O escrivão, ao conferir as datas de nascimento, verificou que eles aniversariavam exatamente naquele dia. Estavam completando 18 anos e, portanto, seriam presos como adultos. A mãe argumentou que a prisão ocorrera no dia anterior, portanto na hora do flagrante, eram menores; de nada adiantou, enrolaram a pobre mulher com argumentos jurídicos incompreensíveis e ela se retirou resignada, aos prantos, certa de que estava errada. Os agentes acenderam uma vela e cantaram “parabéns” para eles.

Na verdade, aquela delegacia, que ficava lá pelas bandas de Moema, andava mal avaliada pelo sistema de controle e precisava de alguns flagrantes para subir no “ranking”.

Naquele fim de semana precisavam produzir a qualquer custo para não ficar fora do prêmio de produtividade, por isso faziam excursões diárias pela Favela do Buraco Quente e Comando, paravam todos os “suspeitos” que caminhavam pelas ruas quase desertas do Ibirapuera, Moema e Brooklin desde sábado a noite; o frio era cortante. A maioria dos “suspeitos” eram faxineiros dos condomínios ou dos Shoppings da região. Alguns eram pedreiros com seus ajudantes retornando de obras emergenciais nas casas e apartamentos.

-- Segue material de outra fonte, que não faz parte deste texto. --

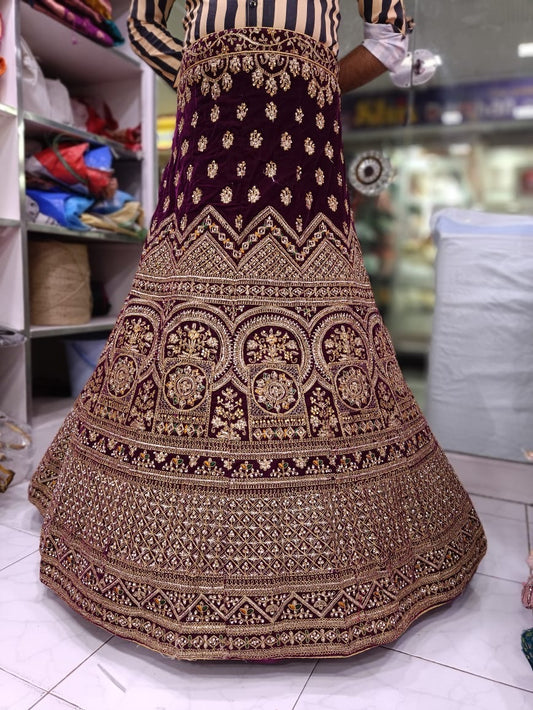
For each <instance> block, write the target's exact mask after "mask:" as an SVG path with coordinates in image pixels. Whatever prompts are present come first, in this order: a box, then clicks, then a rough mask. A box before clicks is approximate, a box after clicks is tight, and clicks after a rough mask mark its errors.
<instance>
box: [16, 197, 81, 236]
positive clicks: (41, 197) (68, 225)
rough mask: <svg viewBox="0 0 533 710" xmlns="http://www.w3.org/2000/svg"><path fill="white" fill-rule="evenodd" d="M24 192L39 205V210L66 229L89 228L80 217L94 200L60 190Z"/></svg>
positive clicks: (57, 223) (42, 213) (37, 204)
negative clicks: (64, 227)
mask: <svg viewBox="0 0 533 710" xmlns="http://www.w3.org/2000/svg"><path fill="white" fill-rule="evenodd" d="M26 194H27V195H28V197H30V198H31V199H32V200H34V201H35V202H36V203H37V205H38V206H39V211H40V212H41V213H42V214H43V215H47V216H48V217H51V218H52V219H54V220H55V221H56V222H57V224H59V225H61V226H62V227H66V228H67V229H78V230H82V231H86V230H87V229H89V227H88V226H87V225H85V224H84V223H83V222H82V221H81V220H80V217H81V215H82V213H83V212H85V211H86V210H88V209H89V208H90V207H91V205H92V204H93V202H94V200H91V199H90V198H87V197H83V196H82V195H74V194H73V193H72V192H66V191H61V190H48V191H44V190H32V189H28V190H26Z"/></svg>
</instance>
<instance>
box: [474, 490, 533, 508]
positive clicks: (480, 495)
mask: <svg viewBox="0 0 533 710" xmlns="http://www.w3.org/2000/svg"><path fill="white" fill-rule="evenodd" d="M467 493H468V495H469V496H475V497H477V498H486V499H487V500H499V501H501V502H502V503H513V504H514V505H533V503H528V502H527V501H523V500H514V499H512V498H498V496H488V495H486V494H485V493H474V492H473V491H469V490H467Z"/></svg>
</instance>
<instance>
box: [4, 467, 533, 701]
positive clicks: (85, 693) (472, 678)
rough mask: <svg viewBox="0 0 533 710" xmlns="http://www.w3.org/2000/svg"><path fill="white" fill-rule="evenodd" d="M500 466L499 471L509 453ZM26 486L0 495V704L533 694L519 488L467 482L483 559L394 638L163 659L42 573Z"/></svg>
mask: <svg viewBox="0 0 533 710" xmlns="http://www.w3.org/2000/svg"><path fill="white" fill-rule="evenodd" d="M460 463H461V465H462V466H463V468H464V466H465V465H467V464H468V460H467V459H466V458H465V457H462V459H461V460H460ZM498 466H499V468H500V475H501V476H502V479H503V480H505V476H506V475H507V474H508V473H509V471H507V470H506V466H507V465H506V464H504V463H499V464H498ZM464 470H465V478H464V480H466V481H468V484H467V485H468V487H469V488H470V490H475V491H478V492H479V491H480V490H483V488H484V481H483V480H479V478H476V477H479V475H481V474H480V473H479V472H480V471H482V470H483V466H481V464H480V461H479V459H478V460H476V461H473V463H472V466H471V469H470V470H467V469H466V468H464ZM528 472H529V471H528ZM531 475H532V476H533V469H532V470H531ZM25 488H26V486H25V485H24V484H19V485H17V486H11V487H10V488H9V489H8V491H7V492H6V493H5V494H3V496H2V497H1V498H0V540H1V547H0V710H29V708H36V709H37V710H69V709H70V710H72V708H82V709H83V710H123V709H124V710H418V709H420V710H422V708H423V709H424V710H477V709H478V708H479V710H507V709H508V710H522V709H524V710H525V709H526V708H533V671H532V670H531V668H530V667H529V665H528V663H527V661H526V659H525V657H524V656H523V654H522V652H521V649H520V633H521V631H522V630H523V629H525V628H528V627H531V626H533V615H532V613H531V612H530V611H527V610H526V609H524V608H523V607H522V606H521V603H520V591H521V581H523V580H524V579H525V578H526V576H527V565H526V562H525V559H526V557H527V552H528V546H529V541H530V540H531V539H532V538H531V537H529V538H528V536H531V535H533V506H531V505H527V504H530V503H531V502H532V501H531V499H530V498H529V497H528V496H529V493H528V494H524V496H523V498H522V499H520V498H517V496H516V495H514V494H513V495H510V496H504V497H507V498H511V499H512V500H501V499H499V498H498V497H494V495H492V492H493V489H492V488H491V496H490V497H488V496H482V495H474V496H473V500H474V503H475V505H476V507H477V509H478V512H479V513H480V515H481V517H482V519H483V523H484V525H485V529H486V532H487V537H488V541H489V552H488V554H487V556H486V558H485V560H484V561H483V563H482V565H481V568H480V570H479V572H478V573H477V575H476V577H475V579H474V581H473V583H472V584H471V585H470V587H469V588H468V590H467V591H466V592H465V594H464V595H463V596H462V597H461V598H459V599H458V600H456V601H455V602H454V603H453V604H452V605H451V606H448V607H442V608H440V609H437V610H435V611H433V612H431V613H430V614H428V615H426V616H425V617H423V618H422V619H420V620H419V621H418V622H417V623H416V624H414V625H413V627H412V628H411V629H410V630H409V631H408V632H407V633H406V634H404V636H403V637H402V638H401V639H399V640H398V641H397V642H396V643H395V644H393V645H392V646H390V647H387V648H379V649H375V650H373V651H370V652H367V653H365V654H362V655H360V656H356V657H354V658H351V659H340V660H327V661H324V660H323V661H319V662H316V661H312V660H311V661H288V662H285V663H281V664H278V665H265V666H261V665H254V664H242V663H186V662H176V661H172V660H169V659H167V658H164V657H162V656H158V655H157V654H154V653H152V652H150V651H148V650H146V649H144V648H141V647H139V646H135V645H134V644H132V643H130V642H127V641H123V640H121V639H119V638H116V637H112V636H110V635H109V634H107V633H106V632H104V631H101V630H100V629H98V628H96V627H95V626H93V625H92V624H89V623H87V622H85V621H84V620H83V619H82V618H81V617H79V616H78V615H77V614H74V613H73V612H71V611H70V610H69V609H68V608H67V607H65V605H64V604H63V603H62V602H60V601H59V600H58V599H57V598H56V597H55V595H54V594H52V593H51V592H50V591H48V590H47V589H46V588H45V587H44V586H42V585H41V584H40V582H39V581H38V576H37V575H38V551H37V550H38V534H39V529H40V522H41V521H40V516H39V513H38V512H37V511H36V510H34V509H33V508H32V507H31V506H30V505H29V504H28V503H27V502H26V491H25ZM511 488H512V486H511ZM517 489H519V486H518V485H515V488H514V489H513V490H517ZM502 495H504V494H502ZM520 500H522V501H523V502H520Z"/></svg>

Os “meganhas” andavam desanimados com a possibilidade de não alcançarem seus objetivos. Já era madrugada de domingo quando caiu no rádio a ocorrência de um assalto num boteco da Rua Jamaris. A viatura descaracterizada voou para lá para prender os meliantes. Os ladrões fugiram pela Alameda Jurupis alcançando a Barão de Jaceguai com um fiat uno também roubado. Uma viatura da PM cercou-os na Vieira de Moraes que sobe em direção ao Aeroporto de Congonhas, não houve reação porque os revolveres que usavam era de brinquedo.

Os bandidos já estavam rendidos quando a equipe da civil chegou, mas os relatórios informaram que houve “intensa perseguição” até o local de prisão da “perigosa quadrilha”; como mágica, armas de verdade com numerações raspadas foram apresentadas na abertura do inquérito e os assaltantes foram recolhidos ao xadrez aos bofetões onde aguardariam a remoção para o cadeião de Pinheiros.

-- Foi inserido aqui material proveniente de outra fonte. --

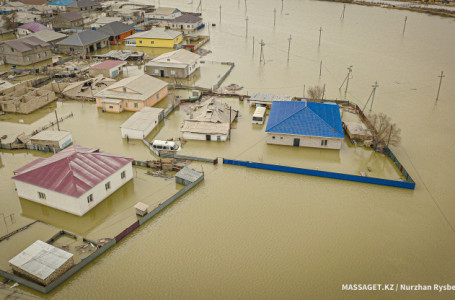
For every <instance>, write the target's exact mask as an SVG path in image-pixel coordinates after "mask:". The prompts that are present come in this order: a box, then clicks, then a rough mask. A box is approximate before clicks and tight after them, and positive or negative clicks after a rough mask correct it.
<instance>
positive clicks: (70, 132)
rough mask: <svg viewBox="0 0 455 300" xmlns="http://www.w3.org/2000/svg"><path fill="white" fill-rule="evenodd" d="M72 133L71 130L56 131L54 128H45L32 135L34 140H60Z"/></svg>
mask: <svg viewBox="0 0 455 300" xmlns="http://www.w3.org/2000/svg"><path fill="white" fill-rule="evenodd" d="M70 135H71V132H69V131H54V130H43V131H41V132H39V133H37V134H35V135H34V136H32V138H31V139H32V140H41V141H60V140H61V139H64V138H65V137H68V136H70Z"/></svg>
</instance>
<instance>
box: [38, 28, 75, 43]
mask: <svg viewBox="0 0 455 300" xmlns="http://www.w3.org/2000/svg"><path fill="white" fill-rule="evenodd" d="M30 36H34V37H37V38H39V39H40V40H42V41H45V42H46V43H49V42H52V41H55V40H59V39H63V38H65V37H67V35H66V34H63V33H60V32H55V31H51V30H42V31H38V32H35V33H33V34H31V35H30Z"/></svg>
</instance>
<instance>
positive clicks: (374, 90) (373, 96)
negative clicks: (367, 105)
mask: <svg viewBox="0 0 455 300" xmlns="http://www.w3.org/2000/svg"><path fill="white" fill-rule="evenodd" d="M378 86H379V85H378V82H377V81H376V82H375V83H374V84H373V85H372V87H373V90H372V91H371V94H370V96H369V97H368V100H367V102H366V103H365V106H364V107H363V109H362V111H364V110H365V108H367V105H368V102H370V99H371V106H370V111H371V110H372V109H373V102H374V94H375V93H376V88H377V87H378Z"/></svg>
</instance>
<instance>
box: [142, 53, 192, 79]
mask: <svg viewBox="0 0 455 300" xmlns="http://www.w3.org/2000/svg"><path fill="white" fill-rule="evenodd" d="M200 59H201V56H200V55H198V54H196V53H193V52H190V51H188V50H185V49H179V50H176V51H171V52H167V53H164V54H161V55H160V56H158V57H155V58H154V59H152V60H151V61H149V62H148V63H146V64H145V73H147V74H149V75H151V76H160V77H171V78H186V77H188V76H190V75H191V74H193V73H194V71H196V70H197V69H199V67H200Z"/></svg>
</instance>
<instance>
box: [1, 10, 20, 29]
mask: <svg viewBox="0 0 455 300" xmlns="http://www.w3.org/2000/svg"><path fill="white" fill-rule="evenodd" d="M2 21H3V27H4V28H5V29H7V30H9V29H13V30H15V29H16V28H17V12H16V11H13V12H11V13H10V14H7V15H2Z"/></svg>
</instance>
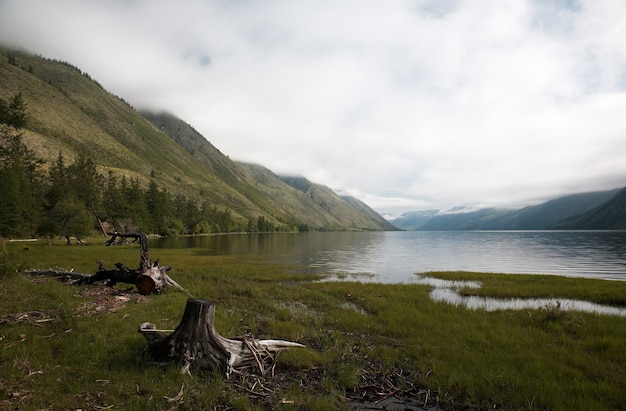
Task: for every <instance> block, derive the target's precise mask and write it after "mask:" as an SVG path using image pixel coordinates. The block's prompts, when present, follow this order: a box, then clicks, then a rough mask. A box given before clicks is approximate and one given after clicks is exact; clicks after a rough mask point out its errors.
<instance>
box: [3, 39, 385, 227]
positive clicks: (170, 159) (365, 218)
mask: <svg viewBox="0 0 626 411" xmlns="http://www.w3.org/2000/svg"><path fill="white" fill-rule="evenodd" d="M18 93H21V95H22V97H23V99H24V101H25V102H26V111H27V116H28V121H27V124H26V126H25V127H24V129H23V140H24V142H25V143H26V144H27V146H28V147H29V148H30V149H31V150H33V151H34V152H35V153H36V154H37V156H39V157H41V158H42V159H43V160H44V161H45V163H44V165H43V169H44V171H45V170H46V169H47V168H48V167H49V166H50V164H52V163H53V162H54V160H55V159H56V158H57V157H58V156H59V154H60V153H61V154H62V155H63V157H64V158H65V159H66V160H67V161H68V162H71V161H73V159H75V158H76V157H77V156H79V155H82V156H86V157H88V158H90V159H92V160H93V161H94V163H95V164H96V168H97V170H98V172H99V173H100V174H102V175H105V176H106V175H107V174H108V173H113V174H114V175H118V176H125V177H128V178H137V179H138V180H139V182H140V183H141V184H142V185H144V186H147V185H148V183H149V182H150V181H154V182H155V183H156V184H158V186H159V187H161V188H163V189H166V190H167V191H168V192H170V193H173V194H176V195H178V194H181V195H184V196H186V197H187V198H191V199H197V200H198V201H208V202H209V203H210V204H211V205H212V206H215V207H217V208H218V209H222V210H228V211H229V212H230V214H231V215H232V218H233V219H235V220H236V221H239V222H241V223H242V224H244V223H245V222H247V221H250V220H255V219H257V218H260V217H263V218H265V219H266V220H267V221H269V222H271V223H272V225H274V226H276V227H278V226H281V227H291V228H292V229H306V230H374V231H379V230H389V229H395V227H393V226H392V225H391V224H390V223H389V222H387V221H386V220H384V219H383V218H382V217H381V216H380V215H378V214H377V213H376V212H374V211H373V210H371V209H370V208H369V207H367V206H366V205H364V204H362V203H359V202H358V201H356V200H349V199H345V198H343V197H341V196H339V195H338V194H337V193H335V192H334V191H332V190H331V189H329V188H328V187H324V186H320V185H317V184H314V183H312V182H309V186H310V187H309V189H308V191H307V192H304V193H303V192H302V191H300V190H297V189H295V188H293V187H291V186H289V185H288V184H287V183H285V182H284V181H282V180H280V178H278V177H277V176H275V175H273V173H271V172H269V170H268V171H267V172H265V176H264V178H263V179H260V175H261V174H262V173H260V172H254V173H253V172H252V170H254V167H253V166H246V165H243V164H240V163H236V162H234V161H232V160H231V159H230V158H228V157H227V156H226V155H224V154H223V153H221V152H220V150H218V149H217V148H216V147H214V146H213V145H212V144H211V143H209V142H208V141H207V140H206V139H205V138H204V136H202V135H200V133H198V132H197V131H196V130H195V129H193V127H191V126H190V125H188V124H186V123H185V122H184V121H182V120H180V119H178V118H176V117H175V116H172V115H169V114H164V113H159V114H155V113H146V112H144V113H140V112H138V111H137V110H135V109H134V108H133V107H132V106H130V105H129V104H128V103H127V102H126V101H124V100H123V99H121V98H119V97H116V96H114V95H112V94H110V93H109V92H107V91H106V90H105V89H104V88H103V87H102V86H101V85H100V84H98V83H97V82H96V81H94V80H93V79H92V78H91V77H90V76H89V75H88V74H86V73H83V72H81V71H80V70H79V69H78V68H76V67H74V66H72V65H71V64H68V63H65V62H60V61H53V60H50V59H45V58H42V57H39V56H35V55H32V54H29V53H26V52H22V51H16V50H10V49H6V48H3V47H1V46H0V97H2V98H8V97H10V96H13V95H16V94H18Z"/></svg>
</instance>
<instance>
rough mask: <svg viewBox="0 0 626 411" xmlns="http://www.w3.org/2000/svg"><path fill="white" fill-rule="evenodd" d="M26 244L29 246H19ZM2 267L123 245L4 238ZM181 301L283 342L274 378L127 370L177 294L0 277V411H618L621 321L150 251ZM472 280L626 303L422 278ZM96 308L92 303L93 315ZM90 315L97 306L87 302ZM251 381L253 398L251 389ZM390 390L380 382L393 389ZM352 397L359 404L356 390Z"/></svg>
mask: <svg viewBox="0 0 626 411" xmlns="http://www.w3.org/2000/svg"><path fill="white" fill-rule="evenodd" d="M25 248H28V250H26V249H25ZM0 252H2V253H3V254H2V256H0V261H1V262H2V263H3V264H5V265H8V266H9V268H11V267H15V266H19V267H20V268H22V269H30V268H35V269H47V268H59V267H61V268H65V269H71V268H73V269H74V270H75V271H76V272H85V273H92V272H95V270H96V268H97V264H96V263H95V262H96V261H98V260H100V259H105V263H106V264H107V265H108V266H111V265H112V264H113V263H115V262H122V263H124V264H125V265H126V266H129V267H136V266H137V264H138V260H139V254H138V248H137V246H136V245H128V246H119V247H108V248H105V247H104V246H101V245H85V246H80V247H78V246H72V247H67V246H64V245H45V244H39V243H29V244H28V245H27V247H25V244H20V243H3V244H1V246H0ZM151 254H153V255H152V257H153V258H160V260H161V263H162V264H166V265H171V266H172V267H173V270H172V271H171V272H170V275H171V276H172V278H174V279H175V280H176V281H177V282H178V283H179V284H181V285H182V286H183V287H185V288H186V289H187V290H189V291H190V292H191V293H192V294H193V295H194V296H196V297H199V298H204V299H207V300H211V301H214V302H216V304H217V309H216V319H215V320H216V327H217V329H218V331H219V332H220V333H221V334H222V335H224V336H226V337H234V336H239V335H244V334H246V333H248V334H252V335H254V336H255V337H257V338H280V339H286V340H292V341H298V342H301V343H303V344H305V345H306V346H307V348H305V349H293V350H287V351H285V352H283V353H281V355H280V356H279V359H278V360H279V361H278V364H277V367H276V375H275V376H274V378H271V377H265V378H259V379H256V380H255V379H253V378H247V379H246V378H243V379H242V378H232V379H229V380H223V379H222V378H220V377H219V376H215V375H211V374H210V373H204V374H201V375H200V374H194V376H193V377H191V376H186V375H181V374H180V373H179V372H178V371H179V370H177V369H176V367H171V368H170V369H168V370H165V371H164V370H161V369H159V368H158V367H155V366H152V365H149V364H144V363H142V362H141V361H140V360H139V352H140V351H141V349H143V347H144V346H145V340H144V339H143V337H141V336H140V335H139V334H138V333H137V332H136V328H137V325H138V324H139V323H141V322H144V321H150V322H153V323H155V324H157V326H158V327H159V328H165V329H172V328H174V327H176V325H177V324H178V322H179V321H180V318H181V316H182V313H183V309H184V306H185V301H186V299H187V297H188V296H187V295H186V294H185V293H182V292H177V291H171V292H167V293H165V294H163V295H154V296H150V297H148V298H138V296H137V295H136V293H129V292H124V291H122V289H124V288H127V287H128V286H126V285H120V286H119V287H118V289H117V290H113V291H111V290H108V291H107V290H106V289H103V288H102V287H97V286H93V285H92V286H80V287H76V286H69V285H66V284H63V283H60V282H58V281H55V280H52V279H50V278H45V277H33V276H28V275H24V274H14V273H13V272H12V271H11V270H8V272H6V270H5V272H4V273H1V272H0V273H1V274H0V275H1V277H0V313H1V314H0V336H1V337H2V341H0V409H4V408H8V409H13V408H20V409H77V408H83V409H96V408H98V407H102V408H106V407H112V408H114V409H146V408H152V409H190V410H192V409H242V410H244V409H270V408H273V409H281V410H283V409H284V410H296V409H297V410H302V409H305V410H306V409H309V410H325V409H328V410H334V409H349V404H350V401H351V398H354V397H355V396H357V395H365V394H367V395H369V394H368V393H369V391H367V389H368V388H367V387H366V386H368V385H371V386H377V387H372V389H373V390H374V391H375V389H374V388H378V390H379V391H385V392H389V393H390V392H392V391H393V390H394V389H395V393H397V395H398V396H401V395H403V394H406V395H407V396H411V397H413V398H414V400H413V404H415V403H419V404H427V405H437V406H439V407H440V409H494V408H495V409H507V410H508V409H529V410H532V409H537V410H539V409H550V410H570V409H594V410H615V409H623V408H624V406H625V404H626V373H624V370H625V368H626V319H625V318H621V317H611V316H602V315H593V314H585V313H576V312H562V311H559V310H554V309H553V310H524V311H496V312H485V311H481V310H477V311H471V310H466V309H464V308H459V307H454V306H449V305H446V304H440V303H435V302H432V301H431V300H430V299H429V297H428V293H429V291H430V287H428V286H425V285H416V284H408V285H406V284H405V285H394V284H376V283H358V282H348V281H332V282H322V281H317V280H319V279H320V276H315V275H303V274H294V272H297V267H284V266H276V265H270V264H266V262H265V261H263V260H262V259H261V258H259V257H250V258H239V259H235V258H232V257H215V256H207V255H204V253H203V251H202V250H200V249H183V250H180V249H179V250H170V249H159V250H155V251H152V252H151ZM432 275H433V276H436V277H438V278H443V279H454V280H472V281H480V282H481V283H482V284H483V286H482V287H481V288H480V289H472V290H470V289H467V290H463V291H462V292H463V293H465V294H474V295H483V296H491V297H499V298H505V297H506V298H509V297H523V298H531V297H562V298H576V299H585V300H589V301H593V302H598V303H602V304H610V305H614V306H618V307H624V306H626V282H616V281H606V280H590V279H581V278H565V277H556V276H531V275H504V274H480V273H466V272H451V273H432ZM98 307H101V308H100V309H99V308H98ZM102 307H104V308H102ZM261 387H264V388H265V390H264V389H261ZM392 387H393V388H392ZM364 393H365V394H364Z"/></svg>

Reanimados com o resultado voltaram pras ruas antes sol nascer. Desta feita foram rodar próxima da Marginal Pinheiros de olho em carros dirigidos por “suspeitos”. Pararam alguns, interrogaram, deram safanões, xingaram e nada. Eram homens, mulheres ou moleques da classe media retornando de baladas da região. Alguns estavam meio bêbados, outros portavam pequenas porções de maconha e até cocaína, pelos tipos de carros e roupas que usavam, sabiam que não arranjariam nada com a delegada. Ela havia avisado desde o inicio do plantão que “não levassem tranqueira só pra dar trabalho”. A equipe garimpava algo que desse “ibope”.

Pararam um opala antigo, botaram os ocupantes de pernas abertas e mãos no capô. Quando conferiram os documentos descobriram que se tratava de um conhecido empresário colecionador de carros antigos que estava a caminho de uma exposição no interior. Pediram mil desculpas e rezaram pra não ser denunciados já que o homem era influente.

O dia amanheceu, tomaram café com leite e pão com manteiga numa padaria na esquina da Avenida Bandeirantes. O movimento de carros aumentou, alguns iam para as compras do almoço de domingos, outros iam para as igrejas. Foram chamados de volta para a delegacia para serviços internos, mas, ainda tinham um longo período pela frente,

o plantão de 24 horas só terminaria às 19h00min.

Os irmãos presos não tinham dinheiro para os ‘combos’ na cadeia, por isso passaram a prestar serviços para bandidos melhores posicionados.

Lavavam roupa, levavam bilhetes, limpavam celas. Também ajudavam guardar e distribuir drogas no presídio.

Quando foram condenados a 7 anos de prisão foram transferidos para Presidente Venceslau onde continuavam prestando serviços para as facções.

Numa operação pente fino no presídio, encontraram uma grande quantidade de maconha. Os gêmeos não tinham a menor ideia de quem era a mercadoria que nem estava perto de suas celas.

Na hora de apurar responsabilidades, receberam ordem para assumir que eram os donos. Por isso tiveram as penas agravadas. Como traficantes contumazes foram enviados para um presídio de segurança máxima no Paraná. Por causa da pandemia tiveram as penas revisadas.